COMMENTARY

Obama’s China Encirclement Policy: Why It’s Likely to Work

In Myanmar, the president is playing a Nixonian game of realpolitik. But he has little choice.

Updated: May 30, 2013 | 12:14 a.m.
November 19, 2012 | 10:16 a.m.

President Obama waves as he embraces Myanmar opposition leader Aung San Suu Kyi after addressing the media at her residence in Yangon, Myanmar, Monday, Nov. 19, 2012. (AP Photo/Carolyn Kaster)

And what of China’s vaunted financial leverage? (As Secretary of State Hillary Rodham Clinton put it in a now-famous conversation with Australia’s prime minister published by WikiLeaks, “How do you deal toughly with your banker?”) Strategists believe that China’s financial power is exaggerated as well: In truth, Beijing owns only about 8 percent of U.S. debt. And Japan, a reliable U.S. ally that’s likely to remain one, recently moved back past China as the largest holder of U.S. debt.

As World Bank President Robert Zoellick writes in the current issue of Foreign Policy, quoting Bob Carr, Australia's foreign minister, "The United States is one budget deal away from restoring its global preeminence."
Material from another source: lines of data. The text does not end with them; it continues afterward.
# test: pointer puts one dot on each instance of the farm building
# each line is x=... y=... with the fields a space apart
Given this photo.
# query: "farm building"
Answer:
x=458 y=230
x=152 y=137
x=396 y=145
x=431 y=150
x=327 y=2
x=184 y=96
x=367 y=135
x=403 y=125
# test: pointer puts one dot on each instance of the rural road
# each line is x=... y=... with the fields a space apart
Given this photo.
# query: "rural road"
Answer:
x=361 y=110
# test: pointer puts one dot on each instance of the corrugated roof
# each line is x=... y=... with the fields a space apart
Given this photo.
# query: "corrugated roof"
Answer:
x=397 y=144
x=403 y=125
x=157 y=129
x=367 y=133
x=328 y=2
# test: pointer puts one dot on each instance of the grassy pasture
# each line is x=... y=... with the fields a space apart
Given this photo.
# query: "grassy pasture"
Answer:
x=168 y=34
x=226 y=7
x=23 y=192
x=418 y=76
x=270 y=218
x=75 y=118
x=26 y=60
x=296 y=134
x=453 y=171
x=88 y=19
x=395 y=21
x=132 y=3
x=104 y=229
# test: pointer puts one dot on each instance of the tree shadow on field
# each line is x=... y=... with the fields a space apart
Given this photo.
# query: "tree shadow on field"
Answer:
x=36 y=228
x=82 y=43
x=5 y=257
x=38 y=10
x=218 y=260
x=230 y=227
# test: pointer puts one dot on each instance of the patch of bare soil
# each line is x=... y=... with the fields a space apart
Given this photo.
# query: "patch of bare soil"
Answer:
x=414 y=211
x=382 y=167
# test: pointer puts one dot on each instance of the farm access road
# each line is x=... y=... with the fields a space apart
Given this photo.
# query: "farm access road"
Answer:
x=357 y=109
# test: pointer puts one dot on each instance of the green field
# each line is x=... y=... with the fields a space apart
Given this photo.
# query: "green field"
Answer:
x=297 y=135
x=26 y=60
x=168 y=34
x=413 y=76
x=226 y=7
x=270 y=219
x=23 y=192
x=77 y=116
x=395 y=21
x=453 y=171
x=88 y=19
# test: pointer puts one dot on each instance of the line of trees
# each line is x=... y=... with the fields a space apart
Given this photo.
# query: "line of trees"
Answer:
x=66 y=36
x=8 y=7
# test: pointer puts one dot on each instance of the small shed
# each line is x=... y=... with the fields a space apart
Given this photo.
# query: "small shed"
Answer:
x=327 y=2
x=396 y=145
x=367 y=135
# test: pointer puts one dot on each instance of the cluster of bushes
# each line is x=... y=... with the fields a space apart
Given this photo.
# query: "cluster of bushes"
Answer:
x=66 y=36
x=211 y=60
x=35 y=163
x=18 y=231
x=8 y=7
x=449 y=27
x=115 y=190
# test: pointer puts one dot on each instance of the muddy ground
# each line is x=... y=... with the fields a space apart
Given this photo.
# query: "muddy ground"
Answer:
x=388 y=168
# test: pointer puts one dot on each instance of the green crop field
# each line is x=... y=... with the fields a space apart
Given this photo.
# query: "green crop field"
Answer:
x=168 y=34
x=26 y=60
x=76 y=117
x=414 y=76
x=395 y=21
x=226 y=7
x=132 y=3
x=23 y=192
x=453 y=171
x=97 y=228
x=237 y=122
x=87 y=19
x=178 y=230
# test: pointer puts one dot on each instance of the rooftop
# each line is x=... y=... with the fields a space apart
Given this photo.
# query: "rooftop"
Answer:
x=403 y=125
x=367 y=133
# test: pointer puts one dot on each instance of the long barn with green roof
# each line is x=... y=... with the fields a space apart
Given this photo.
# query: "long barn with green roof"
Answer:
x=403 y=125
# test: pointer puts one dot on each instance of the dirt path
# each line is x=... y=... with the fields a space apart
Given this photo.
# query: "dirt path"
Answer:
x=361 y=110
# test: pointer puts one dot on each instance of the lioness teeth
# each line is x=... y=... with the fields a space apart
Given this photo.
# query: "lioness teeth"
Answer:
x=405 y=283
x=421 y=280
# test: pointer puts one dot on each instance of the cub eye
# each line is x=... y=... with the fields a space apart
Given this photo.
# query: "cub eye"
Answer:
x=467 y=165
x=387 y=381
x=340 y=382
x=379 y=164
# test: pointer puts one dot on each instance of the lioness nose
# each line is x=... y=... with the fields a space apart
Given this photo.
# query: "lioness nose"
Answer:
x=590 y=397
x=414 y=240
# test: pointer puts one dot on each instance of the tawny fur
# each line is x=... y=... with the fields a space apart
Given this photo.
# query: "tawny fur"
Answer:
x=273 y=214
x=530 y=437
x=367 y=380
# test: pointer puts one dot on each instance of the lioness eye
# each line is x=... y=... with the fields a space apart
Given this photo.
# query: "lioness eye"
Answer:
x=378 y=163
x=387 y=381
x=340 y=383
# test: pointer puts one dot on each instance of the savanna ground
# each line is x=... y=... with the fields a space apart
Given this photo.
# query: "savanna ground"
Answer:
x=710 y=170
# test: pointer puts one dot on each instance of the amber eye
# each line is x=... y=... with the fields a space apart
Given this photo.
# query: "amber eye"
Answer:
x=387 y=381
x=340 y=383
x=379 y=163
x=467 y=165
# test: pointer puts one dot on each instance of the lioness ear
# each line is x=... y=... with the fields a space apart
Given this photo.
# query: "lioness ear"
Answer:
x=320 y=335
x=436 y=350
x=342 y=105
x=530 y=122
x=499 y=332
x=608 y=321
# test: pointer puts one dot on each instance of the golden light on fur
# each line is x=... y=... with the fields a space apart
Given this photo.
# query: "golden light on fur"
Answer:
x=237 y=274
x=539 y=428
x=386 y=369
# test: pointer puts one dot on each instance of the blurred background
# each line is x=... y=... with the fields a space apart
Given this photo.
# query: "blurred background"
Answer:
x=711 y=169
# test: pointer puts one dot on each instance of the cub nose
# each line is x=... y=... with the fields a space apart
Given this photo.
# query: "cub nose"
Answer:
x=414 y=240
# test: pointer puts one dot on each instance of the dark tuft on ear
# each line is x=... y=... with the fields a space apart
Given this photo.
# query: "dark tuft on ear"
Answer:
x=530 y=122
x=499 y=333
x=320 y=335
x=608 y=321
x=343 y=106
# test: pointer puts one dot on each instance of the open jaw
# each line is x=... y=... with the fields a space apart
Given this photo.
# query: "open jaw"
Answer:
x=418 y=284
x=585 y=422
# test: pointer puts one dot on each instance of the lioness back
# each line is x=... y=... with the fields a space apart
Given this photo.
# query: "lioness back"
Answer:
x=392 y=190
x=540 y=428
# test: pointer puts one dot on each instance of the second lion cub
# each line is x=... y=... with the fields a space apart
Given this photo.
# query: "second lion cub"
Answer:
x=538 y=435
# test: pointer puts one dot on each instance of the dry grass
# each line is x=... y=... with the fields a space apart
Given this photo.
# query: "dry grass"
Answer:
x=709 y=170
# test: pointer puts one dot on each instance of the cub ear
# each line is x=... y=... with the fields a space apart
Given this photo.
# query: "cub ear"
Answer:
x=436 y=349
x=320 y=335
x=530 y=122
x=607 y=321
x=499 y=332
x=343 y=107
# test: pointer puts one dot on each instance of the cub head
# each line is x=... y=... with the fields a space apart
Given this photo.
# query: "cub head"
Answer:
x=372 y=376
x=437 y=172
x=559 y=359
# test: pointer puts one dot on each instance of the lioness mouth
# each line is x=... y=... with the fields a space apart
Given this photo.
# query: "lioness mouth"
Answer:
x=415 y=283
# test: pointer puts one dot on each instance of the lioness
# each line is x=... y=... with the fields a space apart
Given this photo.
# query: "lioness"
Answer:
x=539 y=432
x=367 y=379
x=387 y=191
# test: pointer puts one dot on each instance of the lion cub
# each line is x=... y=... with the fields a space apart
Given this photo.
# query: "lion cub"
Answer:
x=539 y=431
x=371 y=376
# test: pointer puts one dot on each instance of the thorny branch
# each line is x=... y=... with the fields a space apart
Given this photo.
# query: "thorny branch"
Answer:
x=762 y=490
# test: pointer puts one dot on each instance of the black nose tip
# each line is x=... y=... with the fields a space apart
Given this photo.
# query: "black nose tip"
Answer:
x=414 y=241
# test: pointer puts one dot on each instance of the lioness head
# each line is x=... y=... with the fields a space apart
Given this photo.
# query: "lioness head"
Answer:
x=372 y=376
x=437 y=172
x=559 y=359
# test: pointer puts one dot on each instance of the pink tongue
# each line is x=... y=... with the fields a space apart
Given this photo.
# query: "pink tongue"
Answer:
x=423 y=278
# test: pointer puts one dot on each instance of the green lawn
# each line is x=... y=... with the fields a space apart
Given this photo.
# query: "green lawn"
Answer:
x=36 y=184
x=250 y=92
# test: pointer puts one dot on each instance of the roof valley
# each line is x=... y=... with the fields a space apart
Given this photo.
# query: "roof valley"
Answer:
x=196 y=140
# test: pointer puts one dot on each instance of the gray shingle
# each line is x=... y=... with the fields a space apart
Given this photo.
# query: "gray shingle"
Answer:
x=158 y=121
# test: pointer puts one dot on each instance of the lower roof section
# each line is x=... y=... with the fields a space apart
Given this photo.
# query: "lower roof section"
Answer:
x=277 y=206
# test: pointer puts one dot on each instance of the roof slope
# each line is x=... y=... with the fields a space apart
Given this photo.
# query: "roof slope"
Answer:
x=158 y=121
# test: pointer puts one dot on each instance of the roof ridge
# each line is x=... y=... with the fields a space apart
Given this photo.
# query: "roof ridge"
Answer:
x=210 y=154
As far as change to Myanmar goes, the country is still run by an ex-general, Thein Sein, who likely still answers to another general, Than Shwe, the officially retired senior junta leader. It is also clear that Suu Kyi has weakened her resolve somewhat from the early days when she demanded the regime give up power and restore her party's place after it won an overwhelming electoral victory in 1990. Now,  Suu Kyi will be working with her captors rather than defying them, and America will be welcoming another set of repressive dictators into its circle of trust. A gradual lifting of U.S. sanctions will permit eager U.S. businesses to rush into the impoverished but mineral-rich country.

Yet despite the marginal pressure being put on the regime now, history shows that engagement works much better than isolation. The key to the destruction of the Soviet Union and its sphere of influence, the East bloc, lay as much with the Helsinki Final Act signed by President Ford in August 1975 as it did with Ronald Reagan’s arms buildup. As part of an agreement, Moscow signed onto vague promises of “human rights and fundamental freedoms” that eventually inspired “Helsinki monitoring groups” in East-bloc countries, most famously Charter 77 in Czechoslovakia. Thus, Helsinki helped to engender the dissident movements that blossomed in the 1980s and eventually destroyed the Soviet bloc.

So, despite the outcry from human-rights activists who oppose Obama’s visit, even filmmaker Bob Lieberman thinks the president’s policy is right, despite his snub from the U.S. Embassy. “I think it’s a good idea that he is going,” says Lieberman. “It forces them into the 21st century.”  If Obama is right, the same thing will happen to China.